The most inspiring drummer for me is Stewart Copeland from The Police. The Police are the first band I can remember really liking, and Copeland is a guy who was playing in sort of a rock band, or a rock-pop band, but he didn't want to do the traditional kind of rock drumbeat. He was doing all these kind of reggae rhythms, and the reggae style is almost an exact opposite of the rock mold of drumming, in that the hits of the bass drum and the snare drum are kind of switched. A lot of reggae drummers play the snare drum on the side, clicking the side of the drum. I got into that sort of thing a couple years ago, playing on the rims a lot. Although a lot of the clicky-clacky kind of minimal house music got me into that sort of thing, too. And hearing a lot of African music—those are like the most complex, crazy rhythms. You can't really copy that sort of thing. They're just sweet, sweet jams.

S.E. Rogie, "Advice To Schoolgirls"

PB: He's an African dude.

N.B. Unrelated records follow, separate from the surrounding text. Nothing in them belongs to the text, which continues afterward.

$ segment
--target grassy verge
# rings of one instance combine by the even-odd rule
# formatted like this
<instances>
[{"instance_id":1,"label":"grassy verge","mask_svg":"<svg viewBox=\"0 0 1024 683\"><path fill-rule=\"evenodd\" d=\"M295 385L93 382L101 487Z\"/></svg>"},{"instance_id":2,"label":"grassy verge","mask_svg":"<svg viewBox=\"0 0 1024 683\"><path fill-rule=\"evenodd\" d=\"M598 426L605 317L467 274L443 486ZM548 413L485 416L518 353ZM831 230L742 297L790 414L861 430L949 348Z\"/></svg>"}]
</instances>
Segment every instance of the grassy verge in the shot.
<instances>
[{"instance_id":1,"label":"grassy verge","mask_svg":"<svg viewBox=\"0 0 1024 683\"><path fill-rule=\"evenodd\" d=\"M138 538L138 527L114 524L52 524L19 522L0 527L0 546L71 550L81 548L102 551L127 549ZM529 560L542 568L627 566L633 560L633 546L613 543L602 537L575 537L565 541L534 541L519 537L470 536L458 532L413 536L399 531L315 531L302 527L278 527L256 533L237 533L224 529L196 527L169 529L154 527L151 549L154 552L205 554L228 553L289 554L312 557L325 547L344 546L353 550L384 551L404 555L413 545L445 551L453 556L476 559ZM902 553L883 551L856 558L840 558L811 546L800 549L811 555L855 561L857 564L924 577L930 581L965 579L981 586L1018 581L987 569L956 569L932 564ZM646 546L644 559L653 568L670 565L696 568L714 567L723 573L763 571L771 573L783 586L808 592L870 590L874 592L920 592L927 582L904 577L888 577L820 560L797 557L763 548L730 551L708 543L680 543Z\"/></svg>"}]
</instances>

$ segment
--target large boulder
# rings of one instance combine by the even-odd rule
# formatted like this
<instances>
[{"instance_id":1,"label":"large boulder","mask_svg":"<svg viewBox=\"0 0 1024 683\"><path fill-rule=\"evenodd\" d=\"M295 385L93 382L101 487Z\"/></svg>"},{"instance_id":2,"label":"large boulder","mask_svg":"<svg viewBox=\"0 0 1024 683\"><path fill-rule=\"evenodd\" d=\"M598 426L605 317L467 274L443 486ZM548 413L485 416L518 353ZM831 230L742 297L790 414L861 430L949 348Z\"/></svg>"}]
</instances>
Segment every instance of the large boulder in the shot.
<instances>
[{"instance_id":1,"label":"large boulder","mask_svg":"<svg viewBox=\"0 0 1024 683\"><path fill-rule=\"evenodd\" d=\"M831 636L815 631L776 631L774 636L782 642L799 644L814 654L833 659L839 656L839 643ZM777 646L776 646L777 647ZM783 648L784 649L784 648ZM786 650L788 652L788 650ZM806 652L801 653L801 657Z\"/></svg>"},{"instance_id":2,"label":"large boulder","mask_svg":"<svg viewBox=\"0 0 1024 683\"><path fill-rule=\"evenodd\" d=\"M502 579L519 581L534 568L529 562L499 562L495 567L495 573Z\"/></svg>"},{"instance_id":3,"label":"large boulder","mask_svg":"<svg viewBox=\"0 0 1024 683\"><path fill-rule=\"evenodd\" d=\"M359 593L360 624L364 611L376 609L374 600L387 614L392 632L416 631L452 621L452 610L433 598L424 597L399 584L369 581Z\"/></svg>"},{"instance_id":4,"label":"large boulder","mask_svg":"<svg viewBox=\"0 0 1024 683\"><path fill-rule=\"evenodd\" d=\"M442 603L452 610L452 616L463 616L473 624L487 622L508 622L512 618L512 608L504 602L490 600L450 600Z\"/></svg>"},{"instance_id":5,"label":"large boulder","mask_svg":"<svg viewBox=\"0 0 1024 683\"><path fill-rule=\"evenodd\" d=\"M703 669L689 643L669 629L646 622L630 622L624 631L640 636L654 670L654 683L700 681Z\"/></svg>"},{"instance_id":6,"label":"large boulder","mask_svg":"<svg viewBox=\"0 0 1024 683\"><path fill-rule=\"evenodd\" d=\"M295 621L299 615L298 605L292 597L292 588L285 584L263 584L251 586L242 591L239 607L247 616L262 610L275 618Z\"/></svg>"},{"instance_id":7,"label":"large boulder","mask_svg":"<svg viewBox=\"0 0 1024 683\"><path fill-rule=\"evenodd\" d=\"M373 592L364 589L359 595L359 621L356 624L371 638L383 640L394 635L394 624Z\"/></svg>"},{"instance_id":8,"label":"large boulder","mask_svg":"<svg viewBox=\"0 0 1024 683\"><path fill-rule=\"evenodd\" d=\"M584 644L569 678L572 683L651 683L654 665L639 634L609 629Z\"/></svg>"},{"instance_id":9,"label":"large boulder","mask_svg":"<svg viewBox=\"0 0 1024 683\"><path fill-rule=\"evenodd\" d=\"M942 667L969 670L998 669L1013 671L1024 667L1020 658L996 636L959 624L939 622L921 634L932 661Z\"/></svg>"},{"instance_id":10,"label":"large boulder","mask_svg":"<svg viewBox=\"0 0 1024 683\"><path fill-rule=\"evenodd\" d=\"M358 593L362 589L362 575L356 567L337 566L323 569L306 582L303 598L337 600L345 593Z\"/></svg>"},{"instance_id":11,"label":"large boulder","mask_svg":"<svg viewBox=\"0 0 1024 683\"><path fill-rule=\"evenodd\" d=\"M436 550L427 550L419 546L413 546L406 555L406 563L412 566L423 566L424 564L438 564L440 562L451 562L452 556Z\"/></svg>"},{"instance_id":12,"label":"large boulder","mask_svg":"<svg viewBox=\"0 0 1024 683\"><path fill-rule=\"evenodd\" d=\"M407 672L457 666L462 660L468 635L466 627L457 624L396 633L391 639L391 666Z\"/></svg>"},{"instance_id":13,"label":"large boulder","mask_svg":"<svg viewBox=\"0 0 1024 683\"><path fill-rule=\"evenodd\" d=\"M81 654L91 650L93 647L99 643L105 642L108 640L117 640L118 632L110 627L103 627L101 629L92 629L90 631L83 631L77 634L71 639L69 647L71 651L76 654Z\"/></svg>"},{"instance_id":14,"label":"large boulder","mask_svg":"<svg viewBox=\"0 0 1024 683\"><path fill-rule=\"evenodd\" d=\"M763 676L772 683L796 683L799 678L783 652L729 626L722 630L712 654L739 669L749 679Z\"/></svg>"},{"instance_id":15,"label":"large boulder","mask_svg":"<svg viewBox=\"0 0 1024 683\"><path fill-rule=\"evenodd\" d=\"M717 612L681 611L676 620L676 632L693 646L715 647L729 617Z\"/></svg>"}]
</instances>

It's just him and a guitar the whole time, pretty much. I got this from Eric [Copeland of Black Dice]. He gave me another record by this guy, called Dead Men Don't Smoke Marijuana. It's ripping, man. I remember playing it for Ariel Pink when I was on tour with him, and he said, "This is what you guys sound like." I was like, "Thanks!"


AVC: What do you respond to most in the African music you like?

PB: I don't know the technical words for it, but the most immediate thing is the kind of scales used. Whereas Erik Satie's music is like instantly sad, African music, just in terms of the kinds of chord changes and melodies that are used very often, makes me happy right off the bat. I'd really like my music to be like that.

Phil Collins, "Sussudio"

PB: Phil is the same way in terms of just trusting an immediate response to the music. I feel like the way people react to music is the same way they react to people; you either respond to the person and trust them, or you don't. I can't put my finger on it, but I get into guys like S.E. Rogie or Phil Collins—even somebody like George Michael—whereas there's a lot of similar music that I won't get into for whatever reason. It's really difficult to for me to say why. The fact that [Collins] is really into what he's doing comes through somehow, and that resonates with me very well.


AVC: Do you listen to a lot of pop music now?

PB: Yeah. I get really into radio. My favorite stuff in Portugal is this boy band called 4Taste. They play simple rock songs, almost like Blink-182 but more subdued, not so rowdy. But the songs are really well-written, so you only have to listen to them once or twice, and every time after, you just sing along. That's a really difficult trick to pull off. I don't think just anybody can do that sort of thing. I can respect something that's done really well. The singer from that band came to a show I did here in Lisbon, I think because I mentioned them in an interview or something. So the kid came to the show and he was up on the stage afterward. I was talking to him, and there were all these photographers taking pictures of him and stuff. He came with his mom, which was pretty ripping. And he was like, "Yeah, your music is weird."